Prior to Mary joining us, I had attended a few symposia where patient partners were co-presenters with researchers. These patient partner presentations had focused primarily on their own lived experience with clinical problems and less on research direction and research issues. Such patient accounts are important but Mary opened my eyes to how much more can be achieved through working with patient and caregiver partners.
Just after Mary joined our team, we were in the process of recruiting older adult research participants for a pain self-management project. Based on many years of research experience, I was expecting that recruitment of research participants for the self-management project would take at least a year. What I had not realized was that I never had a caregiver partner before who was well networked with pain patients and advocacy organisations as well as with many individual pain patients. Mary sent a few messages to individuals and organizations and before we knew it, we had our entire sample in two to three months. Mary also reviewed materials that we had prepared for patients in our study with an eye of a stakeholder. She gave us ideas on how to simplify and improve the presentation of our material. Over the years, she presented at conferences with us about the important role of caregiver and patient partners in pain research, she wrote blogs aimed at helping us mobilize and translate research results, assisted in our knowledge mobilization effort, participated in media in interviews on behalf of our team, joined us as co-applicant in a funding applications and helped us in more ways than we could have ever imagined. Mary paved the way within our team and, since then we were joined by other caregiver partners, Charmayne and Andre LeRuyet who contributed to blogging and knowledge mobilization on behalf of our team.

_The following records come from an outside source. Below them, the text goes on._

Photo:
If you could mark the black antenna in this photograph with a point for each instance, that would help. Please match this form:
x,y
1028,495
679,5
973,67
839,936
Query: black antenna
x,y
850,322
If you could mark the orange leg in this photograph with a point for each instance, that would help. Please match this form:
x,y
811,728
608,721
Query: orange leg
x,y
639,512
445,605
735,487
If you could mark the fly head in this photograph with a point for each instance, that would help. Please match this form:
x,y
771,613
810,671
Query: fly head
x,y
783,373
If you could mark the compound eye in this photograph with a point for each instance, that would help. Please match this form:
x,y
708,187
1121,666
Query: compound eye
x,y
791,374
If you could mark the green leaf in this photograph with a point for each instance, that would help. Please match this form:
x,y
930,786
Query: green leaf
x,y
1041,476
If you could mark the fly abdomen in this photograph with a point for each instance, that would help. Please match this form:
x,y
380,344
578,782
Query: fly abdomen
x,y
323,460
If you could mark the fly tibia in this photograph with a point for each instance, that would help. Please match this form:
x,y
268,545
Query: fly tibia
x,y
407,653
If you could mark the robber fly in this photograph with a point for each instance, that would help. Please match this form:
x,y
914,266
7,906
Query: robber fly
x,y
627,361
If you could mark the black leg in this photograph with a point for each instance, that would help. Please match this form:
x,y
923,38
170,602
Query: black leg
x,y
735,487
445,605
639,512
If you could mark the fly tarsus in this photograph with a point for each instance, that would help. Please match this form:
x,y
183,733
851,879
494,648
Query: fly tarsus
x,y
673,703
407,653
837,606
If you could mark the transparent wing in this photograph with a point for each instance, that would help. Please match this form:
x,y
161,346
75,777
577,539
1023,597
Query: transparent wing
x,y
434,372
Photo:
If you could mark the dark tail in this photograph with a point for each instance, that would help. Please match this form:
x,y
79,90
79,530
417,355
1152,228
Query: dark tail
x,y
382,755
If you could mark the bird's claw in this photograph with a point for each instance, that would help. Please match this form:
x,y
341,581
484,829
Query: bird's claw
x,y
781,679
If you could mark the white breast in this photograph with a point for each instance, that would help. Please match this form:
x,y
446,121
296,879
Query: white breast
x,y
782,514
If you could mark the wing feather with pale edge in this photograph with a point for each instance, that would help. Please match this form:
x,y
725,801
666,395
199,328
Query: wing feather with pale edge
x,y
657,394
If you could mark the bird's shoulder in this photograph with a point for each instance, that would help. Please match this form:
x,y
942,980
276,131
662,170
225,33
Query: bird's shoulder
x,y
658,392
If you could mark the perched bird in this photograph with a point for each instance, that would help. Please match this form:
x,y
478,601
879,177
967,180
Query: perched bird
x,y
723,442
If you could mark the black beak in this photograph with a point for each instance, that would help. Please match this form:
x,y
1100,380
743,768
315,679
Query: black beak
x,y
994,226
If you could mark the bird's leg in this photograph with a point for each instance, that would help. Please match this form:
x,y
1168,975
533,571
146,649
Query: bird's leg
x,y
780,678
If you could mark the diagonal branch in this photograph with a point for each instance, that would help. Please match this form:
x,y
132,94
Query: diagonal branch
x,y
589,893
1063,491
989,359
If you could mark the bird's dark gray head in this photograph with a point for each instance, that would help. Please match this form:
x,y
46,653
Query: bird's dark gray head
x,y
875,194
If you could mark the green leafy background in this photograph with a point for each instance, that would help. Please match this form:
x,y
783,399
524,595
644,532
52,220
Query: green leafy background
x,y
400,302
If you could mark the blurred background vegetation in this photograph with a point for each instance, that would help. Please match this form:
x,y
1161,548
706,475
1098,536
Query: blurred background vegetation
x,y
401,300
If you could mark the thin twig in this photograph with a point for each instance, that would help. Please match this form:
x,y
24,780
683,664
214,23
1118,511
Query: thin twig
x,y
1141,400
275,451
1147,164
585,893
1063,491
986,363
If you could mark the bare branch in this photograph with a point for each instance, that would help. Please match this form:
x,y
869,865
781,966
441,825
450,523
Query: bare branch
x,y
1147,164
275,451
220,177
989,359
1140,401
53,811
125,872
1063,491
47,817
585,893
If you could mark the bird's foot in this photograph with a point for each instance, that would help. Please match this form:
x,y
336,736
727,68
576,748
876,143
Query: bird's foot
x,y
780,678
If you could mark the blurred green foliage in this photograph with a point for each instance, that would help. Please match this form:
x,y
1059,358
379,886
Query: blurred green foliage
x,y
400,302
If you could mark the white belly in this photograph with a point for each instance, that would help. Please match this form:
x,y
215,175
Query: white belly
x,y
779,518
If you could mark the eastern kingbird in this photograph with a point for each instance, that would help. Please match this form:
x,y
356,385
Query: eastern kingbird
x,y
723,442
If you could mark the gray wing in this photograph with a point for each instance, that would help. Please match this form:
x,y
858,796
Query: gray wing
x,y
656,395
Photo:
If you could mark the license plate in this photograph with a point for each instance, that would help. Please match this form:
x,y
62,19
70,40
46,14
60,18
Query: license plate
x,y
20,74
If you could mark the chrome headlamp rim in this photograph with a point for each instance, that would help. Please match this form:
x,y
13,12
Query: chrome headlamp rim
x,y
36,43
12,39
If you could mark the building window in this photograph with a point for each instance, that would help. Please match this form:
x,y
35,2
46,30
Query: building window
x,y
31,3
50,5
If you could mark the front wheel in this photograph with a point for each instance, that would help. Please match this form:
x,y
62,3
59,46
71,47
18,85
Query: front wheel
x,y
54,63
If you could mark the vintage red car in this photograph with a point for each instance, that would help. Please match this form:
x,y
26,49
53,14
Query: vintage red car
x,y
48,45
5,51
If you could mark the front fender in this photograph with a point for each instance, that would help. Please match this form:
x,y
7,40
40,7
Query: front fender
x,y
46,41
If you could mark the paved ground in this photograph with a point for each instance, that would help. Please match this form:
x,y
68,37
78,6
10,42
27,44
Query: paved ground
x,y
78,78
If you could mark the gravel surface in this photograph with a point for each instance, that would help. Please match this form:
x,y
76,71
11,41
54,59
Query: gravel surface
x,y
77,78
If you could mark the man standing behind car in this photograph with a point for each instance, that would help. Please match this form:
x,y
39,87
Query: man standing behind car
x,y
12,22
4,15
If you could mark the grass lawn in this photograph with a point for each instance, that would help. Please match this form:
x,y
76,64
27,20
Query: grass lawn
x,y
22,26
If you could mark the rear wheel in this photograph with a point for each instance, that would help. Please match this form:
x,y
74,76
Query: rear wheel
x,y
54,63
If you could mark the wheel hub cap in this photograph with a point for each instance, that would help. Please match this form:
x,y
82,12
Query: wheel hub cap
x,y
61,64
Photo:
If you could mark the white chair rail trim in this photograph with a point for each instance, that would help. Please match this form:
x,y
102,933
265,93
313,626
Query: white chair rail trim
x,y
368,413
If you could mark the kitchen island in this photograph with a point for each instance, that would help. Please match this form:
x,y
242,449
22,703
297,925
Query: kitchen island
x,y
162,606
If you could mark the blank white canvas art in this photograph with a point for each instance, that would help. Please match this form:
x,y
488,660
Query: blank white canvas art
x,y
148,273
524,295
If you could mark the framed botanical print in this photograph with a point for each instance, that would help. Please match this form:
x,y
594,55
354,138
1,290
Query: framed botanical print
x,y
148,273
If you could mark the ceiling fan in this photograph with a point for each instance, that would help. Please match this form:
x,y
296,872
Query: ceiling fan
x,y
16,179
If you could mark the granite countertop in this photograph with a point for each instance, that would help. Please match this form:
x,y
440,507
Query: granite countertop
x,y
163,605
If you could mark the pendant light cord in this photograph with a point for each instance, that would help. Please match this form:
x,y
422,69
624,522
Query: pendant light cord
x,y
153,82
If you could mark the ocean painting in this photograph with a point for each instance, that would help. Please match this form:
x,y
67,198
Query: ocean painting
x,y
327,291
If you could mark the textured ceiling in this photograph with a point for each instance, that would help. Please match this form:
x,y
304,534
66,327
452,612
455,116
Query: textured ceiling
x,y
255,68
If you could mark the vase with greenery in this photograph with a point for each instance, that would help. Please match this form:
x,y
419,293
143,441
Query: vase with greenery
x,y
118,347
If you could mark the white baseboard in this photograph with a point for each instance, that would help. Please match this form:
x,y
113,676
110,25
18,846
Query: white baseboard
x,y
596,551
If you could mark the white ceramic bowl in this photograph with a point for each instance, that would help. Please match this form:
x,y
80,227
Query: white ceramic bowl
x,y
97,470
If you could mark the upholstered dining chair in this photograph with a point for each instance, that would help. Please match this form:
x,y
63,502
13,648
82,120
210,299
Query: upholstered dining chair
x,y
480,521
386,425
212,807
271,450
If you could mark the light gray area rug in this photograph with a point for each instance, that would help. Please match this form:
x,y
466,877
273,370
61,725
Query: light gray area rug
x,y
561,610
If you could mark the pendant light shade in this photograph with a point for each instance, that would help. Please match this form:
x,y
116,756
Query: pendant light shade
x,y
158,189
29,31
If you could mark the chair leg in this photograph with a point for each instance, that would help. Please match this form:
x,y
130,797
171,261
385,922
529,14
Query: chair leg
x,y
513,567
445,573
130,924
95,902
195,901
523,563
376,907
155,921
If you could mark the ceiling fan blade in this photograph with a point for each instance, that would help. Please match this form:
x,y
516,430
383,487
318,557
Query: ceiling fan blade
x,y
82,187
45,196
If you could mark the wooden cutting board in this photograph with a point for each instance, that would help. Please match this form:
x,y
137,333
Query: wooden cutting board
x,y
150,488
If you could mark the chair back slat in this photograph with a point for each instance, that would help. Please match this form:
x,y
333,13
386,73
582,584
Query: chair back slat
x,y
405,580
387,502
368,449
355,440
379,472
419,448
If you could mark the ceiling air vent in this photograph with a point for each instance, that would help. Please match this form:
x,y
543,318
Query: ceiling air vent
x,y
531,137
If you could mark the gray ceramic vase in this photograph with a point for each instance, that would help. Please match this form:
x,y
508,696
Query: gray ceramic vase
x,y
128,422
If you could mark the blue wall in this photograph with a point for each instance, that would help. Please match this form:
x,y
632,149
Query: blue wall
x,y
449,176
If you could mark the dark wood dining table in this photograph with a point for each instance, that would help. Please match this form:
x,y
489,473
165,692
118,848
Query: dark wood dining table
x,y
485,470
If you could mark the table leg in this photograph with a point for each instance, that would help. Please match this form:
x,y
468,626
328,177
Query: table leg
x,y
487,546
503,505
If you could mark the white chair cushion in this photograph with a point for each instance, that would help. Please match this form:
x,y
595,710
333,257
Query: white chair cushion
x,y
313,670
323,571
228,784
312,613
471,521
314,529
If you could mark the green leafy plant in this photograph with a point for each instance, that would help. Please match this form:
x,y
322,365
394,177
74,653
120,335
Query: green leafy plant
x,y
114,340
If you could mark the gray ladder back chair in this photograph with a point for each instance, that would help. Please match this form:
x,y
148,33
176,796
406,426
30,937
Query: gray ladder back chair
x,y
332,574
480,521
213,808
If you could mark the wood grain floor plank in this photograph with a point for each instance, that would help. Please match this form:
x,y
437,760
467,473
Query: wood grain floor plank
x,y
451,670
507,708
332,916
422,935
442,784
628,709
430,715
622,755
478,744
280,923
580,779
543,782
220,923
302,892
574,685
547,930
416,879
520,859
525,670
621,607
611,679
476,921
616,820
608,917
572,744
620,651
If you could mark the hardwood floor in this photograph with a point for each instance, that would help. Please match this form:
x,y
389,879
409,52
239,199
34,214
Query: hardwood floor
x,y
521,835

The sky's the limit for what a caregiver partner can do for our research focusing on pain people with dementia. If you are a researcher trying to influence policy for the benefit of patients, imagine how much more powerful your message would be if you were not standing alone before the media but you were standing next to caregiver or patient partner advocating for change from their perspective
- Thomas Hadjistavropoulos, Ph.D.
How You Can Help?
Would you like to share your thoughts on our See Pain More Clearly initiative and the use of social media to mobilize knowledge about pain in dementia?
We are looking for caregivers to participate in a study to evaluate the effectiveness of the #SeePainMoreClearly social media initiative to mobilize knowledge about pain in dementia.
Dr. Hadjistavropoulos is an international leader in the area of pain assessment in dementia and has shown leadership in the promotion of the health sciences at the local, national and international level. He is the Research Chair in Aging and Health, Director of the Centre on Aging and Health and Professor of Psychology at the University of Regina, Saskatchewan, Canada. He served as the 2007 President of the Canadian Psychological Association (CPA).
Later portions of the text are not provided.